アイスクリームトラックが対向車線に止まっていた。周りにはアイスクリームをねだる子供が数人と、その親であろう大人たちの笑い声。ママに手を引かれるオモリボーイは、それをじっと見ていた。欲しかったけれど、ここで欲しいとねだってしまえばまるで自分があそこにいる子供たちと同じような、見ているだけで恥ずかしい存在になるのかと思うと何も言い出せなかった。けれど、オモリボーイの母親はそれも見抜いてくれていた。
『欲しい?』
ママにそう言われて、バレていたことが恥ずかしくて、でも頑張って頷いた。内気なオモリボーイの精一杯の意思表示だった。ママは笑って『好きな味、選びましょう』とオモリボーイをアイスクリームトラックへ連れていってくれた。けれど、人混みと喧騒とたくさんの視線が怖くて、顔を上げることさえできなかった。ちらと目線だけを上にあげて、『チョコレート』と見えた文字をそのまま言った。もう一つ選んでね、とママにいわれたけれど、オモリボーイは強く首を横に振った。ママが店員と何かを話している時も、店員がアイスクリームを作っている空白の時間も、オモリボーイにはあまりにも長く感じて、早く人混みから抜け出してママと2人になりたかった。
ママに手を引かれ、喧騒が遠ざかっていく。
『ほら、お食べなさい』
そう言われて、オモリボーイはやっと顔を上げた。手渡されたアイスクリームの、ひんやりとした感覚と、薄茶色と薄黄緑のコントラストがひどく綺麗で、それだけは美しい記憶として残っていた。
微睡みの中、ふと、想う。
ずっと、憧れていたんだ。
もしも勇気があったなら、アイスクリームを食べたいと、ママに言うことが出来ただろうか。
もしも勇気があったなら、本当は食べたかったレモンシャーベットを選ぶことが出来ただろうか。

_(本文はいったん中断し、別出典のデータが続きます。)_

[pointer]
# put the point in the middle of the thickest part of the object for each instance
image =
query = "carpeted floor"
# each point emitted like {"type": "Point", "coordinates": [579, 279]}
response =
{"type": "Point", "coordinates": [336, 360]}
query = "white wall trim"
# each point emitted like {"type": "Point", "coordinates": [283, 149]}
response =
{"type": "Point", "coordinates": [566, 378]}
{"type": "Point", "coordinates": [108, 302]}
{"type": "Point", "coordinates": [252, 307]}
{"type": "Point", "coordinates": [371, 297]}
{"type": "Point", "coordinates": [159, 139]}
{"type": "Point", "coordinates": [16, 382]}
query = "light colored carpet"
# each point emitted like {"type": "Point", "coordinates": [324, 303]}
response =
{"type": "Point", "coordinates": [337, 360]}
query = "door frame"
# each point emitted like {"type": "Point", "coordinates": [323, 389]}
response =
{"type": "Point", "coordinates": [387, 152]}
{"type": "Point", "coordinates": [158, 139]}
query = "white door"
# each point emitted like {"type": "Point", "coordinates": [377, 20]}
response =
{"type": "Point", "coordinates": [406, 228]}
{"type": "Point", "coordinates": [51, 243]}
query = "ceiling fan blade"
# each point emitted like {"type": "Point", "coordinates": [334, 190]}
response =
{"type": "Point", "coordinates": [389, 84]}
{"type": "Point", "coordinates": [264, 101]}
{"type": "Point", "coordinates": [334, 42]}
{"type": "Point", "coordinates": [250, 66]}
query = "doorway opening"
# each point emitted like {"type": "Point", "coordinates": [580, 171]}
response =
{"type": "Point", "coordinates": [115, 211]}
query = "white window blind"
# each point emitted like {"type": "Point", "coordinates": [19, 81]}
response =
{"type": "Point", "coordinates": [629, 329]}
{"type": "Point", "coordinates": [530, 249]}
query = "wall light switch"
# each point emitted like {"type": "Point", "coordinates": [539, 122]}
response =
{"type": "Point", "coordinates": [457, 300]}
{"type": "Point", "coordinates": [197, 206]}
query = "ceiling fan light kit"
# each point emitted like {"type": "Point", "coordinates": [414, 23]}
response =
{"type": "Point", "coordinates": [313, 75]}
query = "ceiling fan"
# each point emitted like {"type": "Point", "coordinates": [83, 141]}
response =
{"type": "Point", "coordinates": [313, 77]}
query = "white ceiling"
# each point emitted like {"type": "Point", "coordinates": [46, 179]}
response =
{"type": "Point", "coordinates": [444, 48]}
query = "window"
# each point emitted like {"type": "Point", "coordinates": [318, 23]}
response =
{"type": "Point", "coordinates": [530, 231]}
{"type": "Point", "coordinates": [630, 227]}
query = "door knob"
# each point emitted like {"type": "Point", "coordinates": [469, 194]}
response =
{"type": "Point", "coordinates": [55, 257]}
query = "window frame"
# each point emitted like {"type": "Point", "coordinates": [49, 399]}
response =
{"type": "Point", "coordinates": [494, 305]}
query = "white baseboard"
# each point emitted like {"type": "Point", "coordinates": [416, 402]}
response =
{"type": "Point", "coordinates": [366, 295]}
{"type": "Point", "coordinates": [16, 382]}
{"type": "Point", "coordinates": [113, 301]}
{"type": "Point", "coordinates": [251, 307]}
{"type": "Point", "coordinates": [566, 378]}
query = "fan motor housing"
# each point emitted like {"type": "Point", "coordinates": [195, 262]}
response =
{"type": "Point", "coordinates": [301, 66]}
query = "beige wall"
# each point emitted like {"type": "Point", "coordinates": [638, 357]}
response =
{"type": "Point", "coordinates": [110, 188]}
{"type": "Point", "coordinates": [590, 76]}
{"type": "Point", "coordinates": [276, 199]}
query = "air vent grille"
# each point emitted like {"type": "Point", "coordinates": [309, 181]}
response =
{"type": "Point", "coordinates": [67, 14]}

もしも勇気があったなら、シングルでもダブルでもなく、トリプルのアイスを頼めただろうか。
オモリボーイは思い出す。
夕暮れの藍に染まったアスファルト。
広がる染みと群がる蟻ども。
つめたくてあつい両手。
甘いはずなのに、ちっとも甘くなかったチョコレート味。
スースーして、歯磨きみたいで嫌だったミント味。
誰かの声。違う。たくさんの人の喧騒から聞こえた、誰かの笑い声。
『ママ、アイスクリーム、美味しいね!』
ニャーゴは眠っている。猫は溶けるとはよく言ったものだ。
目を瞑るオモリボーイの頭の中も、溶けてとろけて、やがて消えていった。